# Distance between hives?



## chaindrivecharlie (Apr 6, 2008)

Our hives are about 18 inches apart, no problems.


----------



## RayMarler (Jun 18, 2008)

I set mine in pairs, side by side, with space between the pairs to set another hive if needed.


----------



## Ignots (May 6, 2011)

I have racks that hold 6 hives each...4-6 inches apart...no problems. Have duel 1" reflectors at each entrance, mixing colors for each set of hives.


----------



## Beregondo (Jun 21, 2011)

They should be at least far enough apart to slip a piece of paper btw them.
I have some 4 & 5 frame wide colonies sharing the same box with a 1/8" masonite divider btw them.

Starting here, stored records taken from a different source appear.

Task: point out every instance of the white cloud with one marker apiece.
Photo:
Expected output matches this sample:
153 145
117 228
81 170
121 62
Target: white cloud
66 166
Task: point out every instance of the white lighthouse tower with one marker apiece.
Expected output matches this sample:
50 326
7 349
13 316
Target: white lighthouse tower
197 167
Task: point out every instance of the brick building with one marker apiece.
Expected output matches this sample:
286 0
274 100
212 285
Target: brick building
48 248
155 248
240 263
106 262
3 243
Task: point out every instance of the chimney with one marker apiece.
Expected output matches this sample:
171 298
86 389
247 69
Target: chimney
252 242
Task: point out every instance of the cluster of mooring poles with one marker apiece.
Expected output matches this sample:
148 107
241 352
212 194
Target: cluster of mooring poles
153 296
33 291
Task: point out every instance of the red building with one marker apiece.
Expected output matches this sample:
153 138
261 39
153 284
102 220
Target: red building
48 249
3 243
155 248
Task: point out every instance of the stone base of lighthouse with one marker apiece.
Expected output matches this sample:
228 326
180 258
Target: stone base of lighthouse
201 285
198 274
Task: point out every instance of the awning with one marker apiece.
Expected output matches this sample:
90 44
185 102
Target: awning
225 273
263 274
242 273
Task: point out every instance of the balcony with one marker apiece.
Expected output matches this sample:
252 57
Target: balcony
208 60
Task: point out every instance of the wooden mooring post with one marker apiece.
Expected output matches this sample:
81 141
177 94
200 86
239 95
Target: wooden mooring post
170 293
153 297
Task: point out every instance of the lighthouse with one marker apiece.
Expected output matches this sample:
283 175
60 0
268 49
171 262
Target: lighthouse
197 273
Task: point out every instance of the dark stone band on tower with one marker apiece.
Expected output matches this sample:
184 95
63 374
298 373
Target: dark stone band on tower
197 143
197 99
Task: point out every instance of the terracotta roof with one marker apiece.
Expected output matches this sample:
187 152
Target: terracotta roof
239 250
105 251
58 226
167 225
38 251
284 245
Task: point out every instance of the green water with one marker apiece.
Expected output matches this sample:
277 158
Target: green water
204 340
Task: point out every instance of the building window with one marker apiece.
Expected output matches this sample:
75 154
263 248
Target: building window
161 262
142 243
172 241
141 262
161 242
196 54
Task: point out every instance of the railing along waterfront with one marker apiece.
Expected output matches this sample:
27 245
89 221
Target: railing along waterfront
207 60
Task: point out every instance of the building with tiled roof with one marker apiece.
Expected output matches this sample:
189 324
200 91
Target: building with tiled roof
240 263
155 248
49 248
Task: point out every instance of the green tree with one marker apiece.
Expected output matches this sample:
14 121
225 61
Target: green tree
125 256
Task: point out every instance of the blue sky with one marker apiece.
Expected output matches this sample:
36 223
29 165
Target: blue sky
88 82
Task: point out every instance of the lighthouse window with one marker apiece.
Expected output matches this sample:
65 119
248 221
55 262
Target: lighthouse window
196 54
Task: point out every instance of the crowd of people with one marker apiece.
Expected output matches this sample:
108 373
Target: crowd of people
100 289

Entance distance is another matter. The colonies mentioned above have ther entrances on opposite sides of the box, for instance.


----------



## flyingbrass (Jul 2, 2011)

inches apart but in pairs so you can walk between them


----------



## Goat Man (Nov 23, 2011)

Thanks for your replies. It seems, as usual, the bees will adapt to just about anything.


----------



## Michael Bush (Aug 2, 2002)

Mine are all touching...


----------



## mmmooretx (Jun 4, 2012)

Interesting. I would have guessed a minimum of 6-8 inches so you can grab the hive boxes on the sides.


----------



## Goat Man (Nov 23, 2011)

Hive boxes have hand grip slots on the front and back too.


----------



## Michael Bush (Aug 2, 2002)

Actually I ordered mine without handholds on the sides...

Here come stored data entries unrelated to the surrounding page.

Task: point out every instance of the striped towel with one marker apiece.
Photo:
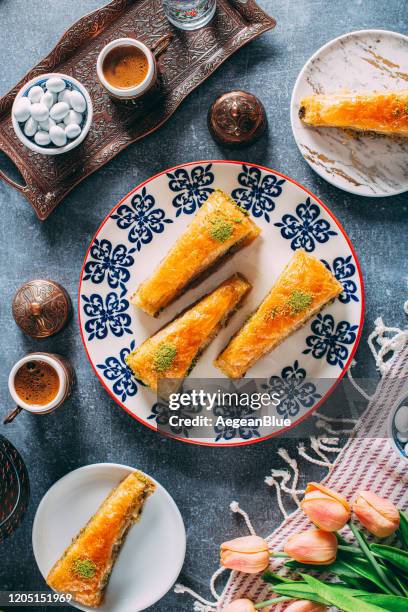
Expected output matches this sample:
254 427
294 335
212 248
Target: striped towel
367 461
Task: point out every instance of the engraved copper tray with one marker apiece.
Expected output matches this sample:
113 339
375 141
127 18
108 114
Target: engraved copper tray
188 61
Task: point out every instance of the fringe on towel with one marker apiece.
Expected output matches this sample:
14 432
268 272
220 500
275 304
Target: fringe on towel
384 342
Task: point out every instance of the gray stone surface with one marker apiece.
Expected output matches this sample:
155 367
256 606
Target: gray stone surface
91 427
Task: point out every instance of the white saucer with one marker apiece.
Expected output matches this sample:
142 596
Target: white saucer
152 556
364 164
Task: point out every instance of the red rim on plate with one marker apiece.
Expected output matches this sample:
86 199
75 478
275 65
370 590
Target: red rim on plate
352 352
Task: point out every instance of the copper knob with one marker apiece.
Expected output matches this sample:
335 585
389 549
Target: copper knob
41 308
236 118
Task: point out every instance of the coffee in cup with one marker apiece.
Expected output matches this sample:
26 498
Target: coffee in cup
127 68
39 383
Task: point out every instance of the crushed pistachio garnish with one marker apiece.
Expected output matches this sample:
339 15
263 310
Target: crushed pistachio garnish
221 230
299 301
192 365
164 357
295 304
242 209
84 567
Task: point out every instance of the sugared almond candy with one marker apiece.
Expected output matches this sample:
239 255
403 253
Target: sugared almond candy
72 130
58 136
55 84
35 94
47 99
22 109
30 127
59 111
39 111
63 96
45 125
42 138
73 117
77 101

http://www.bushfarms.com/images/Clip.jpg

They were cheaper that way...


----------



## Goat Man (Nov 23, 2011)

I build all of mine. So I put them where I want them.

But, I only have 20 hives so far.


----------



## Goat Man (Nov 23, 2011)

Mike, where do you get your hives??

I see they have plywood tops. Do you paint them or cover with metal or both?

Thanks Mike


----------



## Keth Comollo (Nov 4, 2011)

I put two to a stand far enough apart so I can tip them and weigh them in fall.


----------



## Goat Man (Nov 23, 2011)

Keth, what is ur method of weighing them?
I need to weigh mine but have not figured out the best way to do it.


----------



## Keth Comollo (Nov 4, 2011)

Tilt them to one side. Put a heavy duty package scale under it and balance it on the bottom board. 150 lbs or more for a hive with two deeps and a medium. If underweight you feed till they get there. 4 lbs of sugar equals about 5 lbs in hive weight no matter what ratio you serve it. 2:1 is suggested.


----------



## Michael Bush (Aug 2, 2002)

>Mike, where do you get your hives??

I ordered them that way from Miller Bee Supply.

>I see they have plywood tops. Do you paint them or cover with metal or both?

Neither. I boil them in beeswax and rosin.


----------